The sign is not as loud as a vintage split-flap sign would be. Still, the whooshing sound it makes as words appear and disappear throughout the play becomes a familiar underscore of the action throughout. As the play reaches its denouement, the sign, providing information and context that frequently disappears before you can finish reading it (this is a feature, not a bug) provides a constant hum made cacophonous by the actions of the actors below, even if it remains rather quiet.

Clowning and crying

Sign aside, the 11 actors of The Cherry Orchard (Krista Apple, Justin Jain, Lindsay Smiling, Jaime Maseda, Suli Holum, Campbell O’Hare, Sarah Gliko, Brett Ashley Robinson, Trevor W. Fayle, Matteo Scammell, and MK Tuomanen, who was standing in for Ross Beschler at the performance I attended) all deserve recognition. Beyond their consistent vocal work in character, they bring a sort of frenetic, clown-like physicality to the production that makes clear Krymov, like Chekhov, saw humor and farce in the story and wanted to bring it to the fore.

Which isn’t to say that the Wilma’s production of The Cherry Orchard is not also very serious. Krymov is a Russian national; his flight to the US was the last to leave Moscow for New York after the invasion of Ukraine by Russian forces, and the situation there is never far from the surface, sometimes even alluded to directly. For as much as The Cherry Orchard is a play about aristocrats who are out of touch with reality, even at the expense of self-preservation, it is also a play about displacement. About being forced to leave your home.
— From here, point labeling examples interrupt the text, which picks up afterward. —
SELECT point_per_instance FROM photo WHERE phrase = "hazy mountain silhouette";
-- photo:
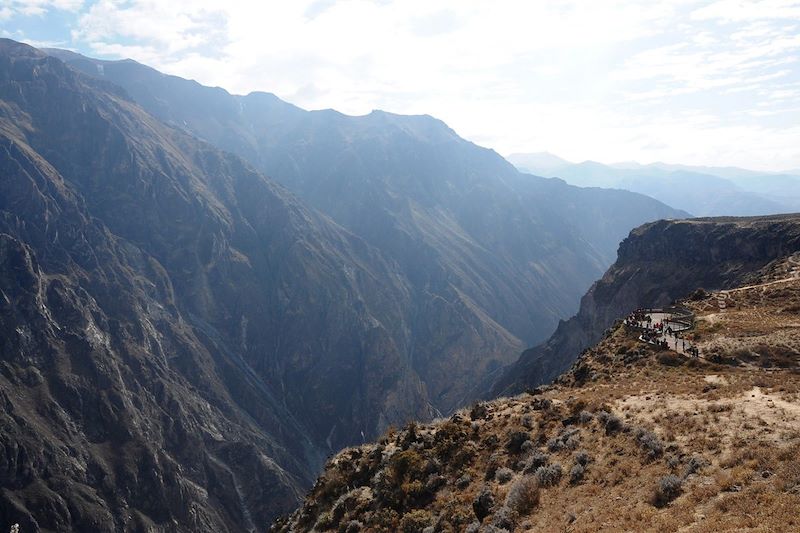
(702, 191)
(184, 340)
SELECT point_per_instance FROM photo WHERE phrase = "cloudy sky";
(682, 81)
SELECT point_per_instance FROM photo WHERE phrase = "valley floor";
(632, 438)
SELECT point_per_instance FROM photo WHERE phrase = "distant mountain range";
(486, 250)
(184, 339)
(702, 191)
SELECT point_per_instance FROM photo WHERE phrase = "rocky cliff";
(182, 340)
(633, 437)
(656, 264)
(493, 257)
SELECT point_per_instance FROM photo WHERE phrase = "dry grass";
(729, 435)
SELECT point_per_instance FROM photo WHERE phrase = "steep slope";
(631, 438)
(658, 263)
(693, 190)
(182, 341)
(494, 257)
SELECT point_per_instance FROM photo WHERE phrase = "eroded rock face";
(658, 263)
(493, 258)
(182, 341)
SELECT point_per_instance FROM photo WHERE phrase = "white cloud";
(607, 79)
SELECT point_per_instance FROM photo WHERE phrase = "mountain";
(182, 340)
(658, 263)
(633, 437)
(545, 163)
(781, 187)
(494, 257)
(702, 191)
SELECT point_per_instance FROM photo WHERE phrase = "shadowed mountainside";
(658, 263)
(494, 257)
(182, 341)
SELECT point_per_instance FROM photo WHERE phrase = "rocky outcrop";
(658, 263)
(493, 257)
(182, 341)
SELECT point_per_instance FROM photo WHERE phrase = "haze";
(703, 83)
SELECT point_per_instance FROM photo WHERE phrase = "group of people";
(658, 333)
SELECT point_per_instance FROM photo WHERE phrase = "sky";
(681, 81)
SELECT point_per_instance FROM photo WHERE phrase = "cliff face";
(633, 437)
(657, 263)
(182, 341)
(493, 258)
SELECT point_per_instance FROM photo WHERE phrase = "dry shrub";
(523, 496)
(667, 489)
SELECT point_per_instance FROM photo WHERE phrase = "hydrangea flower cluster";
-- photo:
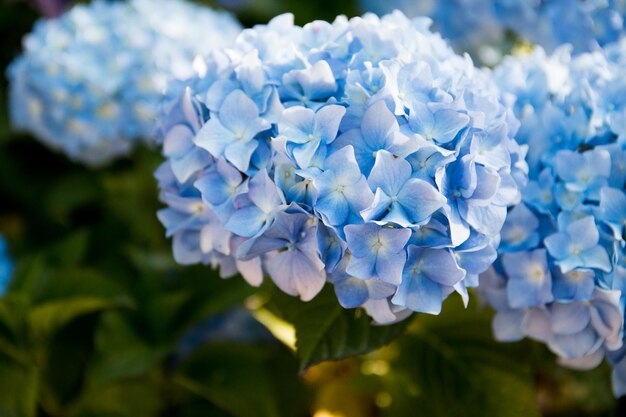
(51, 8)
(90, 82)
(480, 25)
(6, 266)
(362, 152)
(561, 275)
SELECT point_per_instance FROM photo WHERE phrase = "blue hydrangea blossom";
(6, 266)
(361, 152)
(482, 27)
(89, 83)
(560, 275)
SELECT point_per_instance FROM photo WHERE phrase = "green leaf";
(130, 398)
(327, 331)
(120, 352)
(18, 389)
(46, 318)
(243, 380)
(450, 365)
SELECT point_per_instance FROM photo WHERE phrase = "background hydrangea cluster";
(363, 152)
(6, 266)
(482, 25)
(89, 83)
(562, 270)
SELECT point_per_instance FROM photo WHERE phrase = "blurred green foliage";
(93, 321)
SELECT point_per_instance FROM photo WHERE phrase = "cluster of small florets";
(6, 266)
(362, 152)
(561, 272)
(481, 25)
(90, 82)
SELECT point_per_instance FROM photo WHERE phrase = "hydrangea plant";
(6, 266)
(561, 274)
(482, 26)
(361, 152)
(89, 83)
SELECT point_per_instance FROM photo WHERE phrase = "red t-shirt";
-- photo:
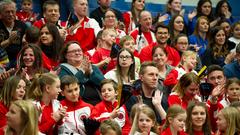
(100, 55)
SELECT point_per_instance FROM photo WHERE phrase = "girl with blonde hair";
(22, 119)
(144, 122)
(228, 121)
(175, 121)
(45, 90)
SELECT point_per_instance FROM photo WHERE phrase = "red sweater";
(104, 108)
(100, 55)
(173, 55)
(3, 112)
(167, 131)
(76, 111)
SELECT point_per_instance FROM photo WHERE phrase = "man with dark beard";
(99, 12)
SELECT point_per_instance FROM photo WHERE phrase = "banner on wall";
(184, 2)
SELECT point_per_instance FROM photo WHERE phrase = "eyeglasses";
(110, 16)
(125, 57)
(75, 51)
(178, 22)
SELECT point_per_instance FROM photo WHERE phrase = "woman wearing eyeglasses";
(125, 71)
(51, 44)
(74, 62)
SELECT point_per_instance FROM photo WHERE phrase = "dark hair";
(160, 47)
(30, 1)
(235, 104)
(32, 34)
(57, 42)
(231, 81)
(235, 25)
(167, 8)
(218, 12)
(131, 71)
(189, 125)
(175, 41)
(213, 68)
(238, 48)
(124, 39)
(161, 25)
(9, 89)
(110, 125)
(146, 64)
(106, 81)
(66, 80)
(134, 17)
(185, 81)
(37, 64)
(110, 10)
(199, 9)
(212, 43)
(171, 27)
(65, 49)
(49, 2)
(196, 29)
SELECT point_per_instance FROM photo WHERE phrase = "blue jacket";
(232, 70)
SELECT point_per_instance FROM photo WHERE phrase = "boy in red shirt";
(76, 108)
(101, 57)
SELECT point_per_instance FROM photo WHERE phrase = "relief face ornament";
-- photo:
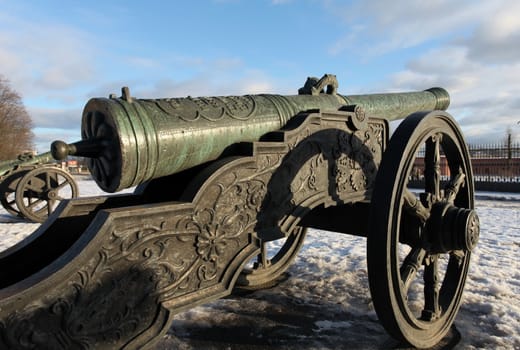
(218, 179)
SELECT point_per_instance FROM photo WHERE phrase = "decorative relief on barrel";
(209, 108)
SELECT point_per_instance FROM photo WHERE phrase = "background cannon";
(226, 188)
(33, 185)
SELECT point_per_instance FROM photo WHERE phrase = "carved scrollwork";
(209, 108)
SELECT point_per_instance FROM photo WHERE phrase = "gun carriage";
(220, 178)
(32, 186)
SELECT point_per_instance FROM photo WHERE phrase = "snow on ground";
(325, 302)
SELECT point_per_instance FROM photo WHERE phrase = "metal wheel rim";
(24, 202)
(383, 240)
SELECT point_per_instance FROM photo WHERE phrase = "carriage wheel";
(41, 190)
(418, 246)
(8, 191)
(274, 259)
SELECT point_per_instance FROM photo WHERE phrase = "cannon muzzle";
(129, 141)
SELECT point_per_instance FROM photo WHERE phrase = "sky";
(59, 54)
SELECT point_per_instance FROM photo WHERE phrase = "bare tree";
(16, 136)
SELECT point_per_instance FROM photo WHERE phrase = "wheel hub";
(452, 228)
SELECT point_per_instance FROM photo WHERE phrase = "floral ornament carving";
(356, 159)
(214, 236)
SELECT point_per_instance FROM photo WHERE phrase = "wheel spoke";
(50, 206)
(431, 290)
(414, 206)
(432, 164)
(261, 261)
(411, 265)
(62, 185)
(30, 205)
(452, 188)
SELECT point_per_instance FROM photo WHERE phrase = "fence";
(495, 167)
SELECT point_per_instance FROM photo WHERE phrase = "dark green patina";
(6, 167)
(130, 141)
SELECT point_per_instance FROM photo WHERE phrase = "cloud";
(45, 59)
(496, 38)
(470, 48)
(377, 27)
(484, 97)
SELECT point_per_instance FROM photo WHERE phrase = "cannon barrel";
(129, 141)
(25, 159)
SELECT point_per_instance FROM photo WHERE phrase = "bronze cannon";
(32, 186)
(220, 177)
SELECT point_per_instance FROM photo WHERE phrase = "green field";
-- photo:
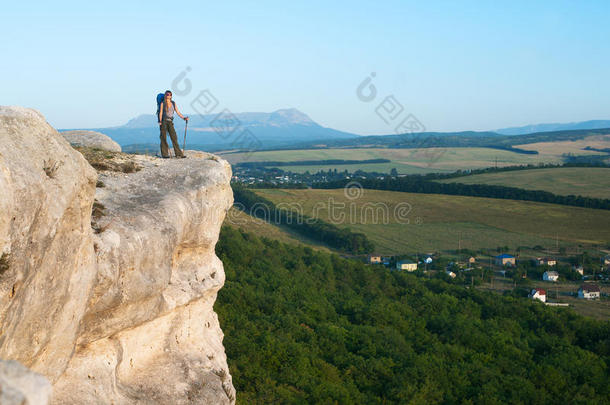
(438, 222)
(585, 181)
(239, 219)
(406, 161)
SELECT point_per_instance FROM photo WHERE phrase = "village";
(555, 281)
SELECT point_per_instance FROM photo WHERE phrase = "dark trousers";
(168, 126)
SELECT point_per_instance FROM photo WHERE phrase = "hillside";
(431, 222)
(224, 130)
(108, 275)
(586, 181)
(529, 129)
(405, 161)
(303, 326)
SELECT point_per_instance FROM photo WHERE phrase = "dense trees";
(420, 184)
(303, 326)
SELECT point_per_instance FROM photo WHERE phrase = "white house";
(406, 265)
(505, 260)
(589, 291)
(538, 294)
(550, 276)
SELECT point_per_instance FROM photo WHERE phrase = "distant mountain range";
(214, 131)
(290, 127)
(530, 129)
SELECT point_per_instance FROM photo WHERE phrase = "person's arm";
(178, 112)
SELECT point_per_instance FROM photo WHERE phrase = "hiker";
(166, 124)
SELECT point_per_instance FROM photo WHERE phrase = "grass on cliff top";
(103, 160)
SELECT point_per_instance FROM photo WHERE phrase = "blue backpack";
(160, 98)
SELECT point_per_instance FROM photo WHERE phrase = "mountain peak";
(289, 116)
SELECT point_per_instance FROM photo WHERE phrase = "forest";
(308, 327)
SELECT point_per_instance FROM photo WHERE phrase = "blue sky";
(454, 65)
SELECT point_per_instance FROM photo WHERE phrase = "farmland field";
(406, 161)
(426, 222)
(585, 181)
(553, 149)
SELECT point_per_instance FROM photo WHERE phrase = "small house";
(407, 265)
(505, 260)
(538, 294)
(373, 259)
(589, 291)
(550, 276)
(545, 261)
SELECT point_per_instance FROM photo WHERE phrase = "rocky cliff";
(108, 291)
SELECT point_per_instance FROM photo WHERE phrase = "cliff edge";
(108, 280)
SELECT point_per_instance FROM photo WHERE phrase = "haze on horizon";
(466, 66)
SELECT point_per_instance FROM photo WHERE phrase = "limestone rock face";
(91, 139)
(123, 313)
(20, 386)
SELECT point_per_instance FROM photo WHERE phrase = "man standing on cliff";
(166, 124)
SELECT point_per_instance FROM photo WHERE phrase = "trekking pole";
(184, 142)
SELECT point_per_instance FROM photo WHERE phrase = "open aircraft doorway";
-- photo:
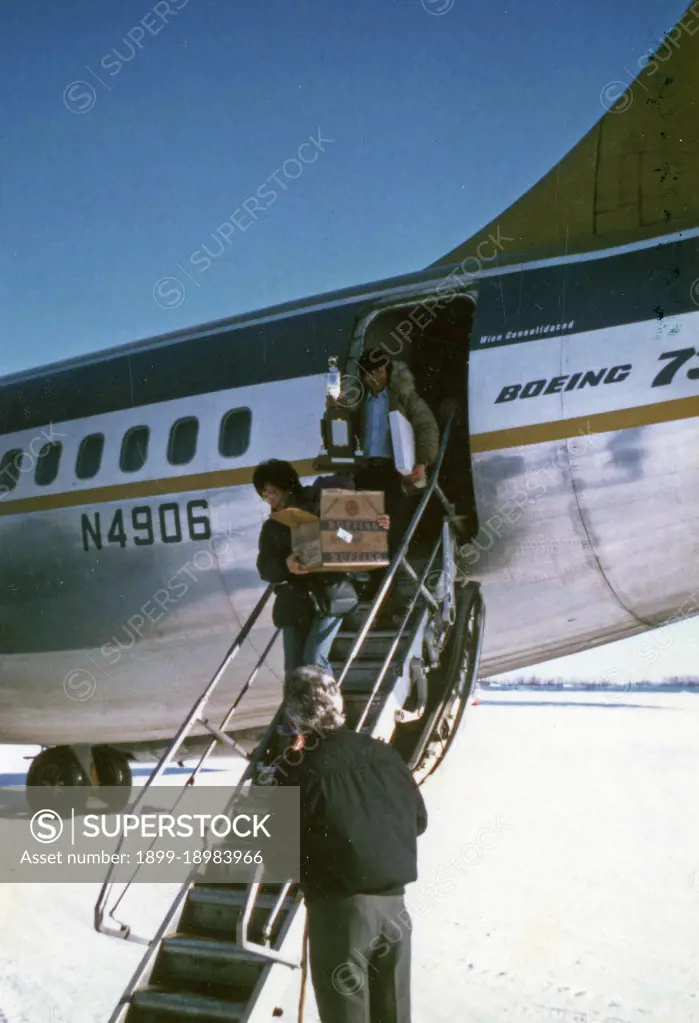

This adaptation of The Cherry Orchard is chaotic and beautiful and astoundingly funny and achingly sad. Though it’s based on a work first written and produced nearly 120 years ago, and is staged around an enormous sign whose technology is neither of Chekhov’s time nor ours, it is a work both rooted in and relevant to the present as much as it was ever tied to the past.

What, When, Where

The Cherry Orchard. Adaptation by Dmitry Krymov and the Wilma Hothouse Company, from the original by Anton Chekhov; directed by Dmitry Krymov. Through May 1, 2022 at the Wilma Theater, 265 S. Broad Street, Philadelphia. Tickets to all remaining performances are sold out, but the production will be available to stream ($29) May 2–15, 2022. (215) 546-7824 or

Proof of Covid-19 vaccination and a valid ID are required to attend the Wilma, and guests must remain masked throughout the show.


The Wilma Theater is a fully accessible venue with wheelchair seating reserved through the box office. Assisted listening devices are available at all performances, and open captioning is provided at select performances. Captions and audio descriptions are available for most of the Wilma’s streaming productions.